X-rays taken at the zoo turned up shotgun pellets embedded in its flesh, she said. Those wounds had healed.

It could not have being determined if the pellets were lead or sternness, otherwise than that the poisoning was most likely caused by the bird ingesting spent lead ammunition in carcasses of animals that had been shot by hunters, Kasielke said.

Condors are carrion-eaters and such poisoning by lead ammunition has long been recognized as a problem. California requires hunters to use only non-lead military stores in the condors’ range. It is also illegal to shoot a condor.

Giant California condors are an endangered collection, and the federal government has been working for years to establish breeding populations in the wild.

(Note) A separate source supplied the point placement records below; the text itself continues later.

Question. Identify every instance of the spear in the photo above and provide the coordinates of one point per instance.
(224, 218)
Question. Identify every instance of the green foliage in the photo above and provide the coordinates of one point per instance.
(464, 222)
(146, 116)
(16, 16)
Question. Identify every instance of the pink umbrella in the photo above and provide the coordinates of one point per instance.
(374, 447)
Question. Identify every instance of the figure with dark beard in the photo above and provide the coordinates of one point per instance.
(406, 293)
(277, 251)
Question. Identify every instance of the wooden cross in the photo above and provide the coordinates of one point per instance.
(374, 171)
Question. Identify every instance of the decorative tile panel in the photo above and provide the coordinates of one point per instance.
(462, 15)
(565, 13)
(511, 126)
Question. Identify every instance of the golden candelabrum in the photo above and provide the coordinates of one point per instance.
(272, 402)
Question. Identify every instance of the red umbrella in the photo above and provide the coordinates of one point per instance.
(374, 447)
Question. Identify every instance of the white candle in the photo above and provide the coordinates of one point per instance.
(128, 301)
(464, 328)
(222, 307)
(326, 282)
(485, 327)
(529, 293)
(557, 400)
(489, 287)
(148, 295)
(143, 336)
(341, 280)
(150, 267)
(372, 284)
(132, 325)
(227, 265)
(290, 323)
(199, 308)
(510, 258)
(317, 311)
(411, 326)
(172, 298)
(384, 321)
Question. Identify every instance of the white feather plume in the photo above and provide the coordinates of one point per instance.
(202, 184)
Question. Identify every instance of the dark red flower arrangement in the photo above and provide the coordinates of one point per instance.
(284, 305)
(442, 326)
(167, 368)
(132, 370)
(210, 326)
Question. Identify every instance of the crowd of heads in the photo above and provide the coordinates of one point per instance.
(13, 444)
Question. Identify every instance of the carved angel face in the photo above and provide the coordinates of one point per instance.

The ailing condor, a nearly 7-year-old dubbed No. 286, was a predominating member of a flock on the central California coast till late January, while biologists from Pinnacles National Monument and the Ventana Wildlife Society noticed it was suddenly being pushed around by the agency of younger birds, the conservation society aforesaid.

Biologists tried to capture it because the behavior indicated health problems. They were in vain until March 4, while it appeared wobbly adhering its feet. Tests showed a potentially ruinous lead exposure and the condor was sent to the zoo.

Kasielke reported that if the condor survives it would stay at the zoo for several weeks, boundary could be returned to the wild.

Exactly to what degree long ago the bird was shot could not be determined, she said.